The O’Reilly Data Show Podcast: Michael Stack on HBase past, present, and future.
[A version of this post appears on the O’Reilly Radar.]
Subscribe to the O’Reilly Data Show to explore the opportunities and techniques driving big data and data science.
At least once a year, I sit down with Michael Stack, engineer at Cloudera, to get an update on Apache HBase and the annual user conference, HBasecon. Stack has a great perspective, as he has been part of HBase since its inception. As former project leader, he remains a key contributor and evangelist, and one of the organizers of HBasecon.
In the beginning: Search and Bigtable
During the latest episode of the O’Reilly Data Show Podcast, I decided to broaden our conversation to include the beginnings of the very popular Apache HBase project. Stack reminded me that in the early days much of the big data community in the SF Bay Area was centered around search technologies, such as HBase. In particular, HBase was inspired by work out of Google (Bigtable), and the early engineers had ties to projects out of the Internet Archive:
At the time, I was working at the Internet Archive, and I was working on crawlers and search. The Bigtable paper looked really interesting to us because the archive, as you know, we used to host — or still do — the Wayback Machine. The Wayback Machine is a picture of the Web that goes back to 1998, and you could look at the Web at any particular time. What pages looked liked at a particular time. Bigtable was very interesting at the Internet Archive because it had this time dimension.
… A group had started up to talk about the possibility of implementing a Bigtable clone. It was centered at a place called Powerset, a startup that was in San Francisco back then. That was about doing a search, so I went and talked to them. They said, ‘Come on over and we’ll make a space for doing a Bigtable clone.’ They had a very intricate search pipeline, and it was based on early Amazon AWS, and every time they started up their pipeline, they’d get a phone call from Amazon saying, ‘Please stop whatever it is you’re doing.’ … The first engineer would be a fellow called Jim Kellerman. The actual first 30 classes came from Mike Cafarella. He was instrumental in getting the first versions of Hadoop going. He was hanging around Apache Nutch at the time. … Doug [Cutting] used to work at the Internet archive, and the first actual versions of Hadoop were run on racks at the Internet archive. Doug was working on fulltext search. Then he moved on to go to Yahoo, to work on Hadoop full time.
HBase community remains strong
For a long time, HBase has had contributors from companies across many countries and industries. One notable group of contributors signals that the project has come full circle — recently, Stack and the rest of the core HBase team have been getting contributions from the Bigtable team at Google:
One of the things we’re proudest of is that there’s this diversity of organizations, diversity of people. … I know there’s loads of money in the Bigtable’s base, and most people are working in open source, are usually paid to work on it, but we actually have some volunteers — people that do this in the evening because they enjoy it. … I’m amazed at how long the hard problems stuck around and how much work it is, even still, fixing some really basic stuff. I used to get down about it, but then as you may know, the Google Bigtable team, they seem to have put their arms around us. They’re embracing Apache HBase, and they’ve been giving us a bit of advice. … Actually they’ve been making significant contributions to Apache HBase of late.
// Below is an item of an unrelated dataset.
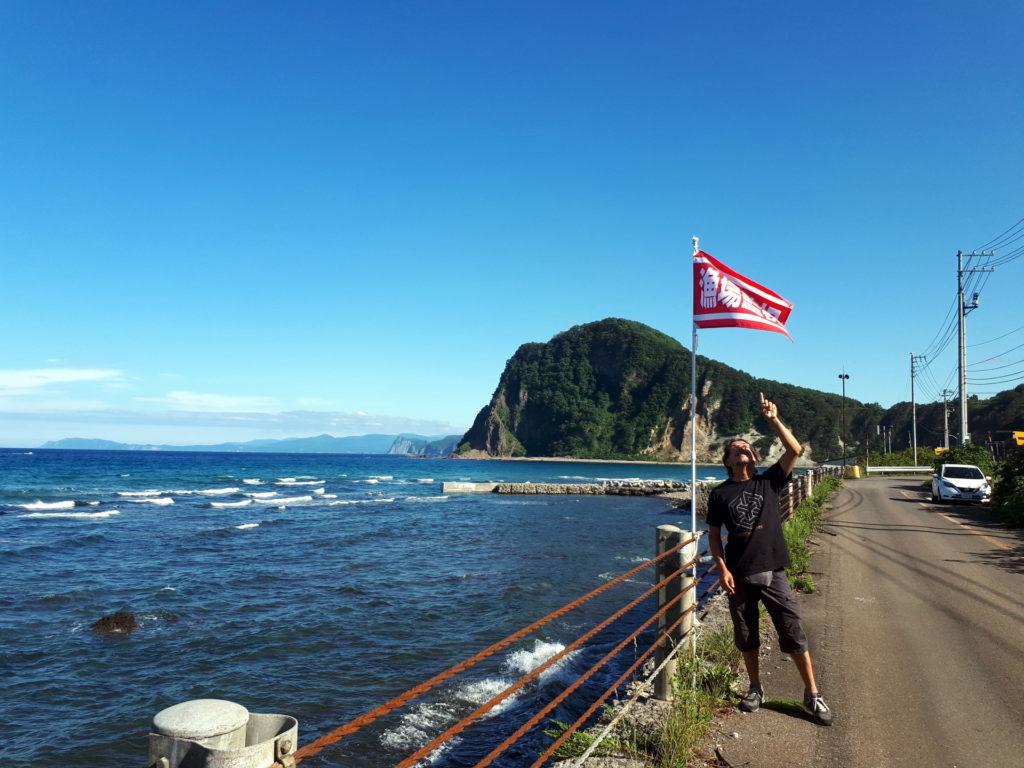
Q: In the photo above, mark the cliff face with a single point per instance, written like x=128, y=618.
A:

Stack comments that while Bigtable is “light years ahead” of Apache HBase, his conversations with the Google Bigtable team helped him realize that it actually took them a long time to get where they are today.
Diverse set of applications
As I noted last year, HBase is being used by companies across many industries and domains. Stack noted that two areas in particular — finance and time-series applications (specifically, event data from logs) — have grown rapidly over the past year:
I think finance is the one that seems to be coming to the fore. … The people from Bloomberg have some distinct ideas about the direction they think Apache HBase should go in. They have some key use cases running on Apache HBase. They’ll be one of the keynoters because they have a call to action they’d like to get out there. … I can go on, like FINRA … the government agency that keeps all trades that ever happened going back in history — they recently moved to HBase, and that’s a great story.
… Open TSDB is a really successful project. It’s funny where it shows up. Often it pulls in Hbase into places where people don’t even know they have it. Open TSDB just continues to grow and grow. … I think Hbase seems to lend itself naturally to this kind of time series recording.